An active polarisation filter is placed in front of the D-Cinema projector's lens. This filter polarizes the light waves of the stereoscopic subframes in a different way per eye. The lenses of the passive 3D glasses are polarised accordingly so they let only pass the right eye picture or the left eye picture. As a conventional matte white screen would neutralise this polarisation, a silver screen is required.
The light waves of the stereoscopic subframes are polarised differently by a rotating polarisation filter wheel placed in front of the lens. Appropriately polarised 3D glasses complement this system. A conventional matte white screen would neutralise this polarisation, so a silver screen is required.
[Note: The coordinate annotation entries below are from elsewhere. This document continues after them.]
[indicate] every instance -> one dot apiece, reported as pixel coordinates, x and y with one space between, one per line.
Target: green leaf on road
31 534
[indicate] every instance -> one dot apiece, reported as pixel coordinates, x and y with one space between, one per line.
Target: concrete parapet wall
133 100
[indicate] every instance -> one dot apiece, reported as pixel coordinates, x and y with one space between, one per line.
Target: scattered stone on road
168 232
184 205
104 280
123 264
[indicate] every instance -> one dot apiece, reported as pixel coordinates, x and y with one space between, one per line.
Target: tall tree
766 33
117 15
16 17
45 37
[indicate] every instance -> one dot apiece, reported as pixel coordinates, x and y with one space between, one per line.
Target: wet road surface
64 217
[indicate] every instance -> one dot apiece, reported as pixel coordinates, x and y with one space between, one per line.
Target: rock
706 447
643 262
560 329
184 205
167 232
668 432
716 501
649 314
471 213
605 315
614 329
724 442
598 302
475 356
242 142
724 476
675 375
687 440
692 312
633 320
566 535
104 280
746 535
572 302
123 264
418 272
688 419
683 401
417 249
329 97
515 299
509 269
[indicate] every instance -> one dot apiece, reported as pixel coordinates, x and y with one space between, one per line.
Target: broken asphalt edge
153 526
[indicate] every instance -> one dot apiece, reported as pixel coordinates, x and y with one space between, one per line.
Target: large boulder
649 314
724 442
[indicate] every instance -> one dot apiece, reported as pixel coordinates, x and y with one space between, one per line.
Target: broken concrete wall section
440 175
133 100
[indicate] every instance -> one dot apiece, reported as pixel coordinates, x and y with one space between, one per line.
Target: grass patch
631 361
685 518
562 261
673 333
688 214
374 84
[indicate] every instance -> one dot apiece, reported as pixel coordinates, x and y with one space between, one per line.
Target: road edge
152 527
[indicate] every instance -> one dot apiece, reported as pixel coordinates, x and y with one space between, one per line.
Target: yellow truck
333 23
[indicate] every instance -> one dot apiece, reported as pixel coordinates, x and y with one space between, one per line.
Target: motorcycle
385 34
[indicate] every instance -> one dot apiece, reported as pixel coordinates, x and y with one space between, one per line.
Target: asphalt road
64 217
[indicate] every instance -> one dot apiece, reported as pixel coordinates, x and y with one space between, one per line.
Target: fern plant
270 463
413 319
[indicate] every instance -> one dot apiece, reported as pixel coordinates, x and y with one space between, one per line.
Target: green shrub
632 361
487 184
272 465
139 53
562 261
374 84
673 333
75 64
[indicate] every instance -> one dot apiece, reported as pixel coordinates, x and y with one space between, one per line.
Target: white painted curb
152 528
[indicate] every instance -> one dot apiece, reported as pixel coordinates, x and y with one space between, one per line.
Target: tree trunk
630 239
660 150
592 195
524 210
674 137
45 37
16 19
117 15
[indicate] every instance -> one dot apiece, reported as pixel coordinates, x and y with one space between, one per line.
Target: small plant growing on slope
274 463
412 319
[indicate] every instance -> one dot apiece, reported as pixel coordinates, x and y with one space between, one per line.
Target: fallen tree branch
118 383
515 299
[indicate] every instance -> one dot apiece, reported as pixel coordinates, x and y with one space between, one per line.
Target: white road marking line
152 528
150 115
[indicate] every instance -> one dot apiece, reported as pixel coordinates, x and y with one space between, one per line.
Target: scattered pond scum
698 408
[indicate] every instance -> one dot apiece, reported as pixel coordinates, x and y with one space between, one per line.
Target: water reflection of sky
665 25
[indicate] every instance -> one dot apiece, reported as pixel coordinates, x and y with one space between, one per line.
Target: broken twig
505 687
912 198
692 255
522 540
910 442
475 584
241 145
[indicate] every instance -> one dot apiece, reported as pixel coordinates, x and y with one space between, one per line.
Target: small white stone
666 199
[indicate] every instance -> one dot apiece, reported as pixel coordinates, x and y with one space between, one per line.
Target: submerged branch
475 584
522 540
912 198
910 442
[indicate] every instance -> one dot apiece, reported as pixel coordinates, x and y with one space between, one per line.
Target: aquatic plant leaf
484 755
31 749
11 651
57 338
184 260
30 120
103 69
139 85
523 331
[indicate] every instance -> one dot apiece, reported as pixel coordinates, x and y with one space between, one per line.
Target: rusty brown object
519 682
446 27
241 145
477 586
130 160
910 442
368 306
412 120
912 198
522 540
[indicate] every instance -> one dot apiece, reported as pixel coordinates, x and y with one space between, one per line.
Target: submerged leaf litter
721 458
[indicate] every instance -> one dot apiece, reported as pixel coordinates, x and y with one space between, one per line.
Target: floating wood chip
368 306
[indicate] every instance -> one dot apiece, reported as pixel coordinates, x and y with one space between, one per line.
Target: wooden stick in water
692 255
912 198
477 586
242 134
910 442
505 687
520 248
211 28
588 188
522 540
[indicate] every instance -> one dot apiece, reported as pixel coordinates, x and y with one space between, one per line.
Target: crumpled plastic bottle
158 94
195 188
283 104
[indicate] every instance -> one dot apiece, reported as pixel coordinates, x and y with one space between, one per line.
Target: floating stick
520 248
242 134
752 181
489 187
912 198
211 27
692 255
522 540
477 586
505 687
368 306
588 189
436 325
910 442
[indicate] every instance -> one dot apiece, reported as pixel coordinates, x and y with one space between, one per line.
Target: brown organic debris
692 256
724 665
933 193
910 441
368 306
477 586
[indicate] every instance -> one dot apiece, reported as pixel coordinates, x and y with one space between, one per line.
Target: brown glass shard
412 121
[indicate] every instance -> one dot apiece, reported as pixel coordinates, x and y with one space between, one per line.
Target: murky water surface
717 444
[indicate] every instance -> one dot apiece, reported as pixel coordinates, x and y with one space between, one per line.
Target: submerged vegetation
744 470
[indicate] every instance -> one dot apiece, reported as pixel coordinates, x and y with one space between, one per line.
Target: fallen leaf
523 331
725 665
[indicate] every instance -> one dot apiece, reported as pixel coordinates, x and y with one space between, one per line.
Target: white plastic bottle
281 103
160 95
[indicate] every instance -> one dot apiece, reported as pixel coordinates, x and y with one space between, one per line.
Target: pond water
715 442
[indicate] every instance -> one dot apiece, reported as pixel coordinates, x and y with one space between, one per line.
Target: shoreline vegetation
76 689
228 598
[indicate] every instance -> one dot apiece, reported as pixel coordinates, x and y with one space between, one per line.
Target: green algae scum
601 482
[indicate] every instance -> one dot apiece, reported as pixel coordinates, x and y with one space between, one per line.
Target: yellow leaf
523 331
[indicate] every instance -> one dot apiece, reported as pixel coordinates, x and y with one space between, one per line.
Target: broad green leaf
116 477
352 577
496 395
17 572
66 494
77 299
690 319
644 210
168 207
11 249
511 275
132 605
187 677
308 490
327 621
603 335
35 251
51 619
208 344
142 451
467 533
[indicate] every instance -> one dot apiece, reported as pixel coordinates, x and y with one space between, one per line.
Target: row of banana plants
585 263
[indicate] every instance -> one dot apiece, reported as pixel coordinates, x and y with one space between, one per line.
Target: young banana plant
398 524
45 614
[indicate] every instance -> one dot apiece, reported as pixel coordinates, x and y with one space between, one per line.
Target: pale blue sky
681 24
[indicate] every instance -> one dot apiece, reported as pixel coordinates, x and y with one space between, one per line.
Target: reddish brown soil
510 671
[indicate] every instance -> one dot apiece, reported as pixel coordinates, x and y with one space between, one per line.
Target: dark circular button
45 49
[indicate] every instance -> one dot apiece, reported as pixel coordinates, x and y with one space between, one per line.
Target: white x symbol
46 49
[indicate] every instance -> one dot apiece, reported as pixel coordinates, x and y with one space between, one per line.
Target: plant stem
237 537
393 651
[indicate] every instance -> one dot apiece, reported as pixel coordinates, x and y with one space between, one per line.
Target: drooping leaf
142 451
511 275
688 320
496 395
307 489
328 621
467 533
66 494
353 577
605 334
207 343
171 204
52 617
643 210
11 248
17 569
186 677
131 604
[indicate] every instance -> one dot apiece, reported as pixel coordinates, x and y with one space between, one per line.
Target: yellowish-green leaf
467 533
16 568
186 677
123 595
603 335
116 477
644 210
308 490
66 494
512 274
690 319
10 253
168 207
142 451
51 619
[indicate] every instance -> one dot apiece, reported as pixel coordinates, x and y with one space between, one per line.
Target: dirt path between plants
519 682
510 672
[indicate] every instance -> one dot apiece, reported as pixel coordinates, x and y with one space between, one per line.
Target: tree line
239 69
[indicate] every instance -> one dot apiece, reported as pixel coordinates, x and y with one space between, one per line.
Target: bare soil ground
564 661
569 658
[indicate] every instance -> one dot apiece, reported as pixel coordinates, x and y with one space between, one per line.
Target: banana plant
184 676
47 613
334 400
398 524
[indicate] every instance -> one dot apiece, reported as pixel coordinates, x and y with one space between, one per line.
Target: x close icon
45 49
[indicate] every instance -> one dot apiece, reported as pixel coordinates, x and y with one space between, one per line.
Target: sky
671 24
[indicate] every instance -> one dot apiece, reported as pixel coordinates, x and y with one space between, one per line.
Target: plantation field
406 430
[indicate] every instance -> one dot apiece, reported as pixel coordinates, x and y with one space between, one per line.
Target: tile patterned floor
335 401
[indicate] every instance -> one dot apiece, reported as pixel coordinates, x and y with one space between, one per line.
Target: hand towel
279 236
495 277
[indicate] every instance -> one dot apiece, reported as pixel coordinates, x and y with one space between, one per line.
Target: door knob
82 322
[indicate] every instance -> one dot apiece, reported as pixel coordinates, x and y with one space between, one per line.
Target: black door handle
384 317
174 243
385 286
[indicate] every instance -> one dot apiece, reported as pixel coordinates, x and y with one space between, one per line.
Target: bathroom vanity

A rotating filter wheel assembly integrated in the D-Cinema projector slightly shifts the spectral position of the light waves for the RGB primary colours of the right eye and left eye pictures. The filter lenses of the corresponding passive 3D glasses are tuned to the resultant colour shift, so each eye can only perceive one of the two projected 3D subframes.
The D-cinema projector signals a special sync box whether a right eye or a left eye picture is projected at the moment. The sync box controls the active shutter-glasses by infrared communication, dimming their lenses alternately so only one eye at a time can look at the screen. If the picture for the left eye is projected, the right glass becomes opaque, and vice versa.